Corrió sin rumbo, después de cruzar la rue de la Régence hacia la place du Gran Sablon donde en aquel momento se estaba iluminando la fachada de Nótre Dame du Sablon, una iglesia gótico-flamenca que era uno de los orgullos de la ciudad.
Cuando regresó a su apartamento estaba extenuada; se preguntaba por qué no se sentía feliz: quería casarse con Salim, sabía que su destino estaba unido al de aquel hombre, pero la petición de matrimonio la había apesadumbrado, sin que ello supusiera ni por un momento que cuestionara la idea de casarse con él.
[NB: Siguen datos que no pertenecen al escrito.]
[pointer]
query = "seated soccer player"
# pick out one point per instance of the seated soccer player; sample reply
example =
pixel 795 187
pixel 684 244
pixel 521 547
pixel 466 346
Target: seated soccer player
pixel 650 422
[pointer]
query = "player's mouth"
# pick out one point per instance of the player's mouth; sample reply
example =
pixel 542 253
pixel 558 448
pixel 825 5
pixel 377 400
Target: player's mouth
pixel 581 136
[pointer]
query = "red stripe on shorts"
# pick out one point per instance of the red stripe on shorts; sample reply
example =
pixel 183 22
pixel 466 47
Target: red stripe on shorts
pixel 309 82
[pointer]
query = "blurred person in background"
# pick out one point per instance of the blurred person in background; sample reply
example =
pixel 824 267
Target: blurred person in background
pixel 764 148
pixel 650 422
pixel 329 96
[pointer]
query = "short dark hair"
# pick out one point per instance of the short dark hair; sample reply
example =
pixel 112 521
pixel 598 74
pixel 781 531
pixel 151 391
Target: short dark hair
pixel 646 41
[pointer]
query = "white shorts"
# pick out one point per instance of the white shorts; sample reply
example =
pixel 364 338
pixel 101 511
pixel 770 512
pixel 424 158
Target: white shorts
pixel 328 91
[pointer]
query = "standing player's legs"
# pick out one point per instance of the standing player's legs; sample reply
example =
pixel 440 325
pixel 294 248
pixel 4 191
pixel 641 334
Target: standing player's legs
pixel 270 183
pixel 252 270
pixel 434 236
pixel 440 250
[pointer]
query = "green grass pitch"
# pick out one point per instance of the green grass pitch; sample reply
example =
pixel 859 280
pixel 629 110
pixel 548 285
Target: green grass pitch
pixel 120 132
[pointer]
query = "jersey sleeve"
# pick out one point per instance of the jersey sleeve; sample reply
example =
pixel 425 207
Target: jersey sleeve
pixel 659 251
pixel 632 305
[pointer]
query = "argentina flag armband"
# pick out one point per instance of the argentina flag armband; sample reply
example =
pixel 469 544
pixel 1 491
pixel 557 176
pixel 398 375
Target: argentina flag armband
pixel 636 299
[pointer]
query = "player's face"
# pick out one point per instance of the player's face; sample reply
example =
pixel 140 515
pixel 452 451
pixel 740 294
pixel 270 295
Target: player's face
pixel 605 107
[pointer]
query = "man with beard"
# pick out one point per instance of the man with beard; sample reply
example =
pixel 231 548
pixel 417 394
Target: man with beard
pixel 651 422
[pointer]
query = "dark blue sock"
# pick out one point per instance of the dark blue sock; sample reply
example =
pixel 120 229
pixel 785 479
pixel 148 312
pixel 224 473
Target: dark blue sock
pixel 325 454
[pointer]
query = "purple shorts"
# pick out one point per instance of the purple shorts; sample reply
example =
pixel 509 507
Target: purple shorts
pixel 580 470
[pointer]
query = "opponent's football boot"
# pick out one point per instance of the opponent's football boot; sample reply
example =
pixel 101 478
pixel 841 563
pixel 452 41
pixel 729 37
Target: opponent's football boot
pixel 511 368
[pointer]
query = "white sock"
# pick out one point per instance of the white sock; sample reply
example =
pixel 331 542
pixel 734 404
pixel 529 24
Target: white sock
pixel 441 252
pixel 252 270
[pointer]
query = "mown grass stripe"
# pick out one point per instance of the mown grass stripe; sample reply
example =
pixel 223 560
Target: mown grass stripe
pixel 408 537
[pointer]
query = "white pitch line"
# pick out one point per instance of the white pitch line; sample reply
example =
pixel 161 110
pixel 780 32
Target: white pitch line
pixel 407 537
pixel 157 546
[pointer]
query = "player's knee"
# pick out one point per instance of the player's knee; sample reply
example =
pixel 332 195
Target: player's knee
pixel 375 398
Lo haría, en realidad ya no se pertenecía a ella misma, lo había descubierto aquella noche en Roma cuando él la hizo sentirse poco menos que un guiñapo; desde entonces no había conseguido recuperar su autoestima; por eso no lograba sentirse feliz ni aun sabiendo que él la quería.
35
Su madre había cocinado un cuscús de cordero ayudada por la silenciosa Fátima.
Su padre había pedido a Laila que aquel sábado no saliera de casa y diera la bienvenida, junto al resto de la familia, a su primo. Mohamed había temido que su hermana se negara, pero parecía haber aceptado de buen grado participar en aquella cena familiar.
Mustafa llegó a media tarde con una maleta pequeña como todo equipaje, a pesar de que aseguraba que quería probar suerte en España.
– Aquí las cosas no son fáciles -le aseguró Mohamed-, cada día están más duros con los papeles; además son unos racistas, prefieren a los suramericanos porque son cristianos como ellos.
El padre de Mohamed aseguró a Mustafa que harían lo imposible por ayudarle y que podía quedarse a vivir con ellos el tiempo que fuera necesario.
– Eres hijo de mi hermano, sangre de mi propia sangre, y ésta es tu casa. No tenemos lujos, pero sí algunas comodidades.
Mustafa les entretuvo contándoles las últimas novedades que se habían producido en la familia: bodas, defunciones, bautizos, trabajos… lo mezclaba todo mientras daba buena cuenta del cuscús servido por la esposa de su tío.
– Y tú, Laila, ¿siempre comes con los hombres? -preguntó de improviso a su prima.